Start with audio_quality from the ai-evaluation SDK. It scores TTS output across clarity, prosody, and intelligibility on the rendered assistant audio, which is the failure surface most teams miss when they read transcripts only. Pair it with a brand-fit custom rubric authored against your style guide, and a pronunciation rubric for the specific brand names and product terms your assistant says aloud. Three rubrics on every generated sample gets you to a defensible TTS quality baseline.
How does SSML snapshot regression actually work?
You freeze a canonical SSML input plus the rendered audio output as a golden pair. On every provider, voice, or model change you re-render the same SSML and score the new audio against the golden using audio_quality plus a similarity check on prosody and pronunciation. Any score drop past a configured threshold opens a regression. The pattern catches the silent failures that happen when a TTS vendor pushes a voice model update and your brand voice subtly shifts under you.
Do I need human raters to compute MOS scores?
Not for ongoing regression. Human MOS panels are still the gold standard for new voice selection, but they do not scale to every commit. The practical pattern in 2026 is rubric-based scoring on every build, periodic human MOS panels for new voices or major releases, and an inline audio_quality rubric on a sampled subset of production calls. Rubrics are useful for continuous regression checks; keep periodic human MOS panels to calibrate whether the rubric still matches listener judgment.
How do I A/B compare two TTS providers fairly?

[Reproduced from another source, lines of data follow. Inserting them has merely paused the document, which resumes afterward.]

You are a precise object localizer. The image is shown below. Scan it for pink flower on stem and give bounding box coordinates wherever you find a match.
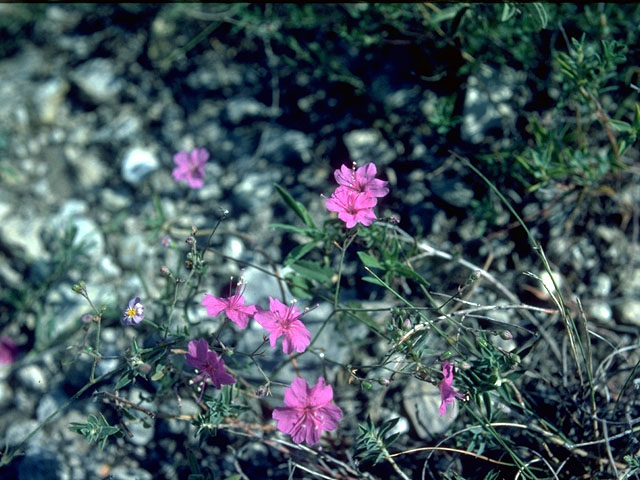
[171,148,209,188]
[185,338,236,400]
[122,297,144,326]
[255,296,311,354]
[0,335,18,365]
[333,162,389,197]
[440,360,464,417]
[202,279,258,328]
[273,377,342,445]
[325,186,378,228]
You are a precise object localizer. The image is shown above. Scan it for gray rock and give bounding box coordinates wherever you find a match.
[186,58,243,90]
[0,205,47,262]
[619,299,640,326]
[593,273,611,297]
[461,65,523,143]
[121,147,160,185]
[402,377,459,439]
[429,172,474,208]
[587,302,615,324]
[50,199,105,262]
[0,380,13,408]
[71,58,124,104]
[109,465,153,480]
[226,98,269,125]
[18,448,62,480]
[64,145,109,190]
[33,78,69,124]
[342,130,396,168]
[262,128,313,163]
[18,365,47,392]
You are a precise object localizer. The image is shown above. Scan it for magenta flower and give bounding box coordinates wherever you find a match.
[255,296,311,354]
[185,338,236,399]
[333,162,389,197]
[273,377,342,445]
[324,186,378,228]
[202,280,258,328]
[0,335,19,365]
[122,297,144,326]
[171,148,209,188]
[440,360,464,417]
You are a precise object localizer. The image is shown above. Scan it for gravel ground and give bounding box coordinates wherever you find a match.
[0,4,640,479]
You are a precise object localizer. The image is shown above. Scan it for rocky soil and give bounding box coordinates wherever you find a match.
[0,4,640,480]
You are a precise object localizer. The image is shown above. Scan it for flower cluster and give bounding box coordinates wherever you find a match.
[325,162,389,228]
[272,377,342,445]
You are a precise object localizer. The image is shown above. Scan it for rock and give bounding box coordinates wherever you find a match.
[402,377,459,440]
[18,365,47,392]
[109,465,153,480]
[0,205,47,262]
[71,58,124,104]
[587,302,615,324]
[262,128,313,165]
[342,130,396,169]
[64,145,109,191]
[226,98,269,125]
[429,171,474,209]
[461,65,523,143]
[121,147,160,185]
[619,299,640,326]
[593,273,611,297]
[33,78,69,124]
[18,448,62,480]
[50,199,105,263]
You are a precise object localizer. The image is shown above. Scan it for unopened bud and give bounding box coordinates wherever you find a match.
[500,330,513,340]
[71,280,87,295]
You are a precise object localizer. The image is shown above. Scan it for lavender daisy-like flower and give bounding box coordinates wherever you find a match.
[122,297,144,326]
[254,296,311,354]
[272,377,342,445]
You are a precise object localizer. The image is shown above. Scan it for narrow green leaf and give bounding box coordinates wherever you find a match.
[283,242,316,266]
[274,184,316,229]
[358,252,384,268]
[291,260,334,283]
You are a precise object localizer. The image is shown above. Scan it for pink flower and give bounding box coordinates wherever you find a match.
[440,360,464,417]
[202,280,258,328]
[333,162,389,197]
[122,297,144,326]
[255,296,311,354]
[273,377,342,445]
[325,186,378,228]
[185,338,236,399]
[0,335,18,365]
[171,148,209,188]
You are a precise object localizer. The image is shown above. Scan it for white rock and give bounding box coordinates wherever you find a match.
[121,147,160,185]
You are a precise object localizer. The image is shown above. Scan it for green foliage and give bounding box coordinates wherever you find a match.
[356,418,400,465]
[193,386,244,441]
[69,413,122,450]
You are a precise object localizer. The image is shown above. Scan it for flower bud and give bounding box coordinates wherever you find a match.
[71,280,87,295]
[500,330,513,340]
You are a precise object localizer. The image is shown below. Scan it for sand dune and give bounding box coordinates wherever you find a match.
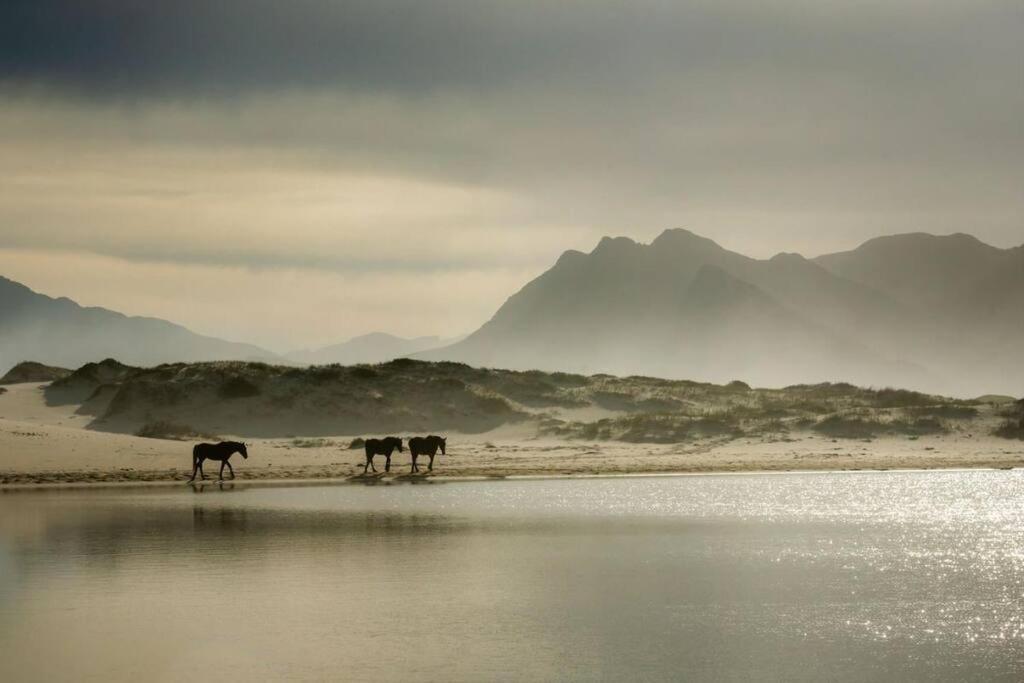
[0,384,1024,486]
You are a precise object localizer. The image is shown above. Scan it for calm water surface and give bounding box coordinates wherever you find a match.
[0,471,1024,681]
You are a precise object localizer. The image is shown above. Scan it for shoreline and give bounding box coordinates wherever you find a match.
[0,384,1024,493]
[0,462,1024,496]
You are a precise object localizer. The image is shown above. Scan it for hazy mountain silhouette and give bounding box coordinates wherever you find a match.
[418,229,1024,394]
[287,332,455,366]
[0,276,275,372]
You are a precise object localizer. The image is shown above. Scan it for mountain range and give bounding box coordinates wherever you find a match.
[0,229,1024,396]
[418,229,1024,395]
[0,276,454,374]
[0,278,274,371]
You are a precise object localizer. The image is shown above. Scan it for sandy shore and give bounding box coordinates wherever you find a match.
[0,384,1024,486]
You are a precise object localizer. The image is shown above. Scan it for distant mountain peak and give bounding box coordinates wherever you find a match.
[591,236,640,254]
[650,227,724,251]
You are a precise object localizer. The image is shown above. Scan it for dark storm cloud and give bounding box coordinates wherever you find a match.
[0,0,1024,268]
[0,0,1024,94]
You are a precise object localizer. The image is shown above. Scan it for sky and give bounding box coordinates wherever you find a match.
[0,0,1024,351]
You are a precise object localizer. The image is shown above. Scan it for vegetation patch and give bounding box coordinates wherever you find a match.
[992,418,1024,440]
[289,438,337,449]
[811,415,948,438]
[135,420,220,441]
[217,377,260,398]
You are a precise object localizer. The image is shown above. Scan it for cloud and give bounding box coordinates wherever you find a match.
[0,0,1024,342]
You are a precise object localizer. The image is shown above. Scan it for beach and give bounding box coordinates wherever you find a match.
[0,384,1024,486]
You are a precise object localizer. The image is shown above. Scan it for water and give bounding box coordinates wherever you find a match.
[0,471,1024,682]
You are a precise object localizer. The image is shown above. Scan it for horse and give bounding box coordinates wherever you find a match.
[362,436,403,474]
[409,434,447,472]
[188,441,249,481]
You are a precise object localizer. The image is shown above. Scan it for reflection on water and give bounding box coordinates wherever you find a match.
[0,472,1024,681]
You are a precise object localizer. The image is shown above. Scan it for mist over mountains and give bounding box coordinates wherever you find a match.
[0,229,1024,396]
[0,276,275,372]
[419,229,1024,395]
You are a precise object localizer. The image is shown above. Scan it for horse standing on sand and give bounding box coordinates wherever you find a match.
[409,434,447,472]
[362,436,403,474]
[188,441,249,481]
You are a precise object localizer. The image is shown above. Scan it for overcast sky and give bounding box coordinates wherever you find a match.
[0,0,1024,350]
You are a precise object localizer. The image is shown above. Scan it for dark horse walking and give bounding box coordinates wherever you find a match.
[409,434,447,472]
[362,436,402,474]
[188,441,249,481]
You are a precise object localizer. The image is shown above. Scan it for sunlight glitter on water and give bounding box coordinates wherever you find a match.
[0,471,1024,680]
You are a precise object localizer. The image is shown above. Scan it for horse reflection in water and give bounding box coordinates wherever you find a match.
[188,441,249,481]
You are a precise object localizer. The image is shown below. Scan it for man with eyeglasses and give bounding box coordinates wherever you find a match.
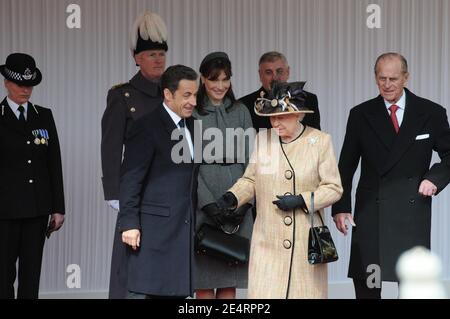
[240,51,320,130]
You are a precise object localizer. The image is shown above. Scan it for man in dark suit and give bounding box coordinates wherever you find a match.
[101,11,168,299]
[0,53,64,299]
[118,65,198,298]
[333,53,450,298]
[240,51,320,130]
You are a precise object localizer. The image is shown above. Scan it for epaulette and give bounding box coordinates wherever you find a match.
[111,82,128,90]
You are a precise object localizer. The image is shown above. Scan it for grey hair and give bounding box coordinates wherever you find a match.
[259,51,288,66]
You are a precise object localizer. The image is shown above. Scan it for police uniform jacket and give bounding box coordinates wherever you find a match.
[0,98,65,219]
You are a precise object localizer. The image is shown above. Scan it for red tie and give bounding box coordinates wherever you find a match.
[389,105,400,133]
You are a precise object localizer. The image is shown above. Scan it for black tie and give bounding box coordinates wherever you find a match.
[18,105,25,127]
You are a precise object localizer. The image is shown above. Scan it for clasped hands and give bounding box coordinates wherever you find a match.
[272,195,308,213]
[202,192,252,233]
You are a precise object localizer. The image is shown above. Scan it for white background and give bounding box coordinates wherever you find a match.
[0,0,450,293]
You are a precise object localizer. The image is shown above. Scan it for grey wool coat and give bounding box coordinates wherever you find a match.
[194,97,253,289]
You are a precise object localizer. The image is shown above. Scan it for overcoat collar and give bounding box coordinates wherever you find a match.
[130,71,160,97]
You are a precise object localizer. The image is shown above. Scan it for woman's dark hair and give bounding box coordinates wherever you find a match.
[197,53,236,115]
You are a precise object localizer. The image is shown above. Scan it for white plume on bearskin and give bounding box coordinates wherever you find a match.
[130,11,167,53]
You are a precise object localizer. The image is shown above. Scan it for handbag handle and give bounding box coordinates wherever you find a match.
[309,192,325,228]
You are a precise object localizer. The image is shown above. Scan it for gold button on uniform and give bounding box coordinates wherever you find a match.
[283,239,292,249]
[284,170,293,179]
[284,216,292,226]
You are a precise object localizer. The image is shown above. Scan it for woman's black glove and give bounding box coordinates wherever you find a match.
[272,195,308,213]
[217,192,237,210]
[202,203,226,228]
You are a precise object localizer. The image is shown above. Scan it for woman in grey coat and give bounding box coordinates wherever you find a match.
[193,52,253,299]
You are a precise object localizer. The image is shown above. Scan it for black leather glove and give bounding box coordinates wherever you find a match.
[217,192,237,210]
[202,203,226,228]
[272,195,308,213]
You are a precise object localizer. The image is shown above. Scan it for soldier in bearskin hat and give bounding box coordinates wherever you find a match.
[101,11,168,298]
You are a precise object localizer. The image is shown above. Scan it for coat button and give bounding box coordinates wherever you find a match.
[284,216,292,226]
[283,239,292,249]
[284,170,293,180]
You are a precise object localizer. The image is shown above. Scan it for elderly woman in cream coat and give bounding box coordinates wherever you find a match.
[218,82,342,299]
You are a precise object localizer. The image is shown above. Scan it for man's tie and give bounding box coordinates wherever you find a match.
[18,105,25,127]
[389,104,400,133]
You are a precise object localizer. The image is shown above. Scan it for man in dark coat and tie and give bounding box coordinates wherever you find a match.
[240,51,320,130]
[101,11,168,299]
[332,53,450,298]
[118,65,199,298]
[0,53,65,299]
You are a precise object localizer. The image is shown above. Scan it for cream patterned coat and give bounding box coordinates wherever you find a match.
[230,127,342,298]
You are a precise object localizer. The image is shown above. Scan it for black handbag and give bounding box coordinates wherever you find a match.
[308,192,339,265]
[195,224,250,264]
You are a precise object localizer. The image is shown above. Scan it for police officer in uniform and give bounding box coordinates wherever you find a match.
[101,11,168,299]
[0,53,64,299]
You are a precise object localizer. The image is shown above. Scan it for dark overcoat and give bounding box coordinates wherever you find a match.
[333,89,450,281]
[118,104,198,296]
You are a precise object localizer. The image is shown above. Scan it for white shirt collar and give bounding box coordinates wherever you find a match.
[384,90,406,111]
[6,97,28,115]
[163,102,181,127]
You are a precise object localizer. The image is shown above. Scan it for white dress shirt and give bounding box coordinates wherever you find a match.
[163,102,194,159]
[384,90,406,127]
[6,97,28,120]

Use the same set of input texts plus SSML across both providers, render the audio, attach an MLLMTestCase per audio sample, and run audio_quality plus custom pronunciation, prosody, and brand_fit rubrics on each. Aggregate by mean score and by failure rate at a configured threshold. Run a paired listening test on a subset to validate the rubric ranking matches a human panel. The whole loop runs inside the ai-evaluation SDK with MLLMAudio accepting all seven common audio formats.
What threshold should I set before alerting on a TTS regression?
Start with a 0.1 point drop on a 0 to 1 normalized audio_quality score against the rolling 7-day baseline, scoped to a specific voice plus locale. Tighten to 0.05 once your samples per voice cross a stable volume. Add a hard floor at 0.7 absolute regardless of baseline so a slow degradation does not avoid the alert. Wire the threshold check into Error Feed so the failure clusters with other audio regressions and gets a named issue with a quick fix recommendation.
Does this approach scale to multilingual TTS evaluation?
Yes. The ai-evaluation SDK ships translation_accuracy and cultural_sensitivity as built-in multilingual rubrics. Pair them with audio_quality on the rendered audio, and use Future AGI Simulation personas with the multilingual toggle to generate test inputs in the target language. Many popular languages are supported with accent and locale controls on the persona side, so you can produce a fair audio dataset across languages without flying in human voice actors for every locale.
Can I run the TTS eval suite on a live production call instead of a pre-launch sample?
Yes. The native voice observability layer captures the assistant audio leg separately from the customer audio leg on every Vapi, Retell AI, or LiveKit call. The same audio_quality rubric you run pre-launch attaches to the project and runs on every captured call. Errors cluster in Error Feed with auto-written root cause. The eval suite you build in this guide is one configuration; it runs identically on golden samples, simulation outputs, and production calls.